What are little boys made of? Snips and snails, and puppy dogs tails That's what little boys are made of !" What are little girls made of? "Sugar and spice and all things nice That's what little girls are made of!"

Reply to
Peter Ramm

I should have specified men. Boys' urine isn't offensive. I suppose it must be hormonal ... like sweat only worse ...

Mary

Reply to
Mary Fisher

Well, there's what - a hundred million years or more of mammalian evolution, throughout which the (land-based ;-) mail animals have used urine for territorial marking.

Reply to
Stefek Zaba

You point your willy at it.

Reply to
IMM

You mean the postman?

Mary

Reply to
Mary Fisher

That's how the postcode evolved then.

Reply to
James Hart

"Mary Fisher" wrote | "Stefek Zaba" wrote | > Well, there's what - a hundred million years or more of | > mammalian evolution, throughout which the (land-based ;-) | > mail animals have used urine for territorial marking. | You mean the postman?

I wish mine would try it; he seems to have a problem with postcodes.

Owain

Reply to
Owain

Well most female urine goes straight into the pan and is flushed away. male urine gets splattered against a wall or inside a urinal that might get flushed occasionally. The smelliest gents tend to be of the wall type so I suspect it's the splash back and drips onto the floor immediatly in front of the trough that "mature" and start to smell.

Reply to
Dave Liquorice

I've always wondered why you put the courtesy boiled sweets in the urinal?

Reply to
Andrew Gabriel

True, but I think most men are sufficiently house trained to flush when they have had a dump. Any drop in pressure will activate the valve.

Graham

Reply to
graham

They don't dump in the urinal do they???

Mary

Reply to
Mary Fisher

Well, the poster did say "(land-based) mail animals" ...

Mary

Reply to
Mary Fisher

That brings up another question.

Sorry if this is embarrassing to the gentlemen hereabouts.

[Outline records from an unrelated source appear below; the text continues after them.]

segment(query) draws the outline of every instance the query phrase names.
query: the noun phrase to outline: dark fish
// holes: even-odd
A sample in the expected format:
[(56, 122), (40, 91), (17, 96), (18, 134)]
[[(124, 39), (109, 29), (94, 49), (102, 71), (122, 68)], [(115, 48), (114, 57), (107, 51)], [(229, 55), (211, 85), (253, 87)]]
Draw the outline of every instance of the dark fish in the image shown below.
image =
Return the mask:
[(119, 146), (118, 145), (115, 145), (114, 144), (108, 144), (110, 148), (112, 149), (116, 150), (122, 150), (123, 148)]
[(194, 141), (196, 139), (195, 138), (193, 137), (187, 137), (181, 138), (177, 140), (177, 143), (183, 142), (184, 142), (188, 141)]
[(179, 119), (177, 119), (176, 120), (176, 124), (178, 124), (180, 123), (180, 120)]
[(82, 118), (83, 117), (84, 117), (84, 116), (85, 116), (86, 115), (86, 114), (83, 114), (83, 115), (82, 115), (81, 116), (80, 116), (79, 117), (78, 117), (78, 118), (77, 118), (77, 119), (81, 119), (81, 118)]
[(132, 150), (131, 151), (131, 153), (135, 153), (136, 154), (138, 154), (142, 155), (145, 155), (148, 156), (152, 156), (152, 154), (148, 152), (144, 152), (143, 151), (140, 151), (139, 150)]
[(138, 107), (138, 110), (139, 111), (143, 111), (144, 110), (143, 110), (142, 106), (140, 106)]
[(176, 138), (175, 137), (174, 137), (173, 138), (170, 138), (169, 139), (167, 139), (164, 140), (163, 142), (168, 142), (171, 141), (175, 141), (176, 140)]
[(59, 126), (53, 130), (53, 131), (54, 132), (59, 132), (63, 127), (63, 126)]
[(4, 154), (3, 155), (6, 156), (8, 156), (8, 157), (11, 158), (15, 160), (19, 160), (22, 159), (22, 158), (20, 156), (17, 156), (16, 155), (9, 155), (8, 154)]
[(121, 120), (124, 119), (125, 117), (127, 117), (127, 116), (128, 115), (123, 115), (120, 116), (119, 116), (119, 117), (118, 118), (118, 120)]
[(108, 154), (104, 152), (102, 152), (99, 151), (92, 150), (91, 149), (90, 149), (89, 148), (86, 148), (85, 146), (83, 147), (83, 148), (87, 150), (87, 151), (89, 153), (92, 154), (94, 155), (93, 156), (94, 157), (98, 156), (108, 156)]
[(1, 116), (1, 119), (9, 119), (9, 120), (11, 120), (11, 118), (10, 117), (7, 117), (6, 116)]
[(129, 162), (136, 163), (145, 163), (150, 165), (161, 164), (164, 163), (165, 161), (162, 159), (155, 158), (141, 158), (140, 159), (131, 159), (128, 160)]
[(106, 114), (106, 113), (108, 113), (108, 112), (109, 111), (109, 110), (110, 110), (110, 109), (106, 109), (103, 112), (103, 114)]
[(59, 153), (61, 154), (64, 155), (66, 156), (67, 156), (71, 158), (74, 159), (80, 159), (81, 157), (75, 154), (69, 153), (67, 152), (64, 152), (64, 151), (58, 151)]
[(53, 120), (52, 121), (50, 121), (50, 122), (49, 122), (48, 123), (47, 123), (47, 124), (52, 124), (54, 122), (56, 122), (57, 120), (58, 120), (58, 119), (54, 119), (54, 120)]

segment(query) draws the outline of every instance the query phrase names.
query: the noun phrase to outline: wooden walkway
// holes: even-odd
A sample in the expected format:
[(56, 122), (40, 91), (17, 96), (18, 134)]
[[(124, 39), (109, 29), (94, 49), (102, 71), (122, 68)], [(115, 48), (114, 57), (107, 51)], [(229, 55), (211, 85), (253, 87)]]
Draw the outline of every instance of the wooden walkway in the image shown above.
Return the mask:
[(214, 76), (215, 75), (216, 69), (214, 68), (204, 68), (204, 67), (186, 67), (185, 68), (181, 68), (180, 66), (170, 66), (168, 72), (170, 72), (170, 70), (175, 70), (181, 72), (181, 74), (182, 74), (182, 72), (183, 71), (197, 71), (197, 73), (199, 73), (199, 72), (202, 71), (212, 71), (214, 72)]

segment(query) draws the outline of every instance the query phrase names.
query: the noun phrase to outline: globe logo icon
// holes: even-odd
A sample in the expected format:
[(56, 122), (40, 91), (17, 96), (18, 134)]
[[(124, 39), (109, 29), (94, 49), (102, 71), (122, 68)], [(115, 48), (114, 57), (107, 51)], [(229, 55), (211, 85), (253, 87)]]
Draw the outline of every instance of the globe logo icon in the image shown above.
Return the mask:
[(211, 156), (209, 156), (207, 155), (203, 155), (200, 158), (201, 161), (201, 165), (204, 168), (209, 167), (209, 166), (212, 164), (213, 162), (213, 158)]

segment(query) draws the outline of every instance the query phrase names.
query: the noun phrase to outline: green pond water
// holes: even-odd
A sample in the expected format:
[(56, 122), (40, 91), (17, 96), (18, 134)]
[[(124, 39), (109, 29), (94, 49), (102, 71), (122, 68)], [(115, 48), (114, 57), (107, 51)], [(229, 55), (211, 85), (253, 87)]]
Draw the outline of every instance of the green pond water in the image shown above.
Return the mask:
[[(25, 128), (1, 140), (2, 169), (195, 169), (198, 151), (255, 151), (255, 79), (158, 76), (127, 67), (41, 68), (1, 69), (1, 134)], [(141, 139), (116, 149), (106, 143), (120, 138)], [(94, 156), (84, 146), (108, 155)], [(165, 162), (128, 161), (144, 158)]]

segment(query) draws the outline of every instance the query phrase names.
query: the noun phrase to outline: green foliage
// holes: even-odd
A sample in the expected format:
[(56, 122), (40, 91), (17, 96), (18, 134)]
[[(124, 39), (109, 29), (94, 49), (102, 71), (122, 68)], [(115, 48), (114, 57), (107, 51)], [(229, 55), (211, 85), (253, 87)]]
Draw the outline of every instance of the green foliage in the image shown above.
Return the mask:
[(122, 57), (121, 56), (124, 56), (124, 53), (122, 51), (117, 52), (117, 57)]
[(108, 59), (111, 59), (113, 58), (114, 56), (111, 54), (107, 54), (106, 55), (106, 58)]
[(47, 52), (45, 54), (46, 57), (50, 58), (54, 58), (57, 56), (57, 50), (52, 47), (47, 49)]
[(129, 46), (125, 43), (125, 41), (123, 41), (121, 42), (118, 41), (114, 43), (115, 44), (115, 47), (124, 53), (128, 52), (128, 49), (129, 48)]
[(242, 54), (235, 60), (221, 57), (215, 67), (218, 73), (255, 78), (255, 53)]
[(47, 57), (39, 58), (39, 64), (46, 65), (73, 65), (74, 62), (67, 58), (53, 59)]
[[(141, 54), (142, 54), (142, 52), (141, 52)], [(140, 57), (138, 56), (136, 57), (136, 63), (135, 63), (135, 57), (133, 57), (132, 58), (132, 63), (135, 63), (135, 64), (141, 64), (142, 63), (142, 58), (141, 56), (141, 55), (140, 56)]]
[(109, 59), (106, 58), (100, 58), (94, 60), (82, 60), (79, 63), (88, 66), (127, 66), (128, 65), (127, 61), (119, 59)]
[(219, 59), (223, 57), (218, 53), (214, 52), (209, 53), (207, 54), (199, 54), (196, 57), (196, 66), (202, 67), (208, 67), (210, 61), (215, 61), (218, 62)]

Why do men (gentle or otherwise) always have to do it against something - wall, tree, wheel, fence, whatever? I mean, what's wrong with doing it into thin air (with your back to the wind of course so that you don't get your own back).

Mary

Reply to
Mary Fisher

How would you know that?

Reply to
Andy Hall

If girls are made of Sugar and spice and all things nice.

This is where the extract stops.